回想起當時的情形,伊音不禁又起了一層冷汗。
他該不會也是什麼……不良研究的產物吧?
“我跟克藍的關係……”
接觸到伊音好奇的眼神,科爾咬了咬下脣,遲疑著要不要說實話。
只是“宿主”兩個字,就會暴露自己不是人類的事實。
以他現在掌握的知識來判斷,這個真相讓一般人知道……應該不好吧?
那麼……
“……不、告、訴、你。”
得出了結果的科爾抿起嘴微笑。
聽到這話,伊音簡直要把手裡的電筒捏碎了。
“多可愛的孩子,”通訊那邊的西慈終於憋不住竊笑起來,“擺明了在耍你呢。”
“你閉嘴啦!還不都是你搞的,非要跟魔之手扯上關係,結果又惹上這麼個莫名其妙的孩子,”伊音的臉拉得老長,氣呼呼的邊衝通訊那邊吼邊背過身繼續向前探索,“其實我們只要把網絡侵入獲得的情報反應給特殊現象調查科,不但能打擊沙曼的氣焰,還能賺很大一筆,我真的不明白你為什麼非要我跟那傢伙合作來現場確認,你到底打什麼鬼主意?”
“不是說了嗎,親愛的,要滿足小小的報復心理,還有,我們侵入時所獲知的東西只是資料,必須確定要有研究成品才能定罪……畢竟人家白道要遵守法律嘛。”
面對伊音的緊張而嚴肅質問,西慈依舊是一副老神在在的樣子。
“有東西……這裡。

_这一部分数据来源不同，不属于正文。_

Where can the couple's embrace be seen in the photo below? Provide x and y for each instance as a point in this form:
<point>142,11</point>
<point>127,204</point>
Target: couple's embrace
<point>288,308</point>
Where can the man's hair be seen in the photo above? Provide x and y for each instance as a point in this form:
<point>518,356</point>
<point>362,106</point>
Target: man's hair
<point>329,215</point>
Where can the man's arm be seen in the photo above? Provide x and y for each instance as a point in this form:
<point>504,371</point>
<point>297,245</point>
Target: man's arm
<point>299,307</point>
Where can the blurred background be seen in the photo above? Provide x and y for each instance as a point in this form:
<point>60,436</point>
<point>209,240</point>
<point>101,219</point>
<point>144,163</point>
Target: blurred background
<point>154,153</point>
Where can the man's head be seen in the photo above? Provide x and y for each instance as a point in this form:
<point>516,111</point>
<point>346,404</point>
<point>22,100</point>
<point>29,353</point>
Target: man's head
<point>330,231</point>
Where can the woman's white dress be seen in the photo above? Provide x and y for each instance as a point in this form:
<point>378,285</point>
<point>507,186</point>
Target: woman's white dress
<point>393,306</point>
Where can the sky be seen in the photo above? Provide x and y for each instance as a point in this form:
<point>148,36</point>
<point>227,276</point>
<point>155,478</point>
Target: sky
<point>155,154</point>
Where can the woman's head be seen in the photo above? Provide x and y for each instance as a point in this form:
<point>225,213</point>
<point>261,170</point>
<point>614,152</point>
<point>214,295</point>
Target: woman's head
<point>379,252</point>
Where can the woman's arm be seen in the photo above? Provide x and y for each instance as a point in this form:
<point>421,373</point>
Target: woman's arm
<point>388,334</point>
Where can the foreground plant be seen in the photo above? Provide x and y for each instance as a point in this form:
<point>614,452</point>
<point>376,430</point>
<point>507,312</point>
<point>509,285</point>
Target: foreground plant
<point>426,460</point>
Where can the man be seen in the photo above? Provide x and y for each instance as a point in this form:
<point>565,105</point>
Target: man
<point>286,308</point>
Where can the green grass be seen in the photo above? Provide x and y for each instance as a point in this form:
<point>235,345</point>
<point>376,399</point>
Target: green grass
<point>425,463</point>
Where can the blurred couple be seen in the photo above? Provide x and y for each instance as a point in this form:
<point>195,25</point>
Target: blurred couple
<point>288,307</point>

”
這時左前方突然傳來的少年音把專注通話的兩人都嚇了一跳。
原來不知什麼時候,科爾已經移動到伊音前面去了,正把半邊臉貼在某個研究室的門上——與其說他的樣子是在聽,不如說是在聞著什麼,動作看起來十分怪異。
“這裡……?”
伊音注意著科爾的動向,小心翼翼揚起手裡的電筒。
門牌上掛著3C-0-II的標識。
正是他們預定要進行現場調查的地點之一。
這傢伙……是怎麼知道的啊?
“西慈,可以開鎖嗎?”
伊音把科爾推開一些,查看了下門的樣子——上面有些凹凸不平的花紋圖案,匯聚在門的中心。
“……不行親愛的,這個是機關鎖。”
“機關……?”
這麼現代化的設施裡,居然還用那麼原始的機關鎖……?
不,或許是……保留著原先的設計一直沒有改過……?
甘特研究所成立的時間不長,但卻沒有外部資料顯示過他這裡地址的前身是做什麼用的,或許就跟他的歷史有關……
不好的預感涌上伊音的心頭,之前網絡侵入調查來的資料歷歷在目,很快便組合成了新的猜想,他的眼神再次掃向門牌上的3C-0-II,頓了一下又返回來時,科爾已經重新擋在門前,手上上下下的移動著。
“你幹嘛……你……會解這個機關鎖?”
伊音句尾的聲音淹沒在門打開的“砰卡——”中。
“看來你真得小心這孩子了。”
通訊那頭的西慈,聲音難得的低沉下來。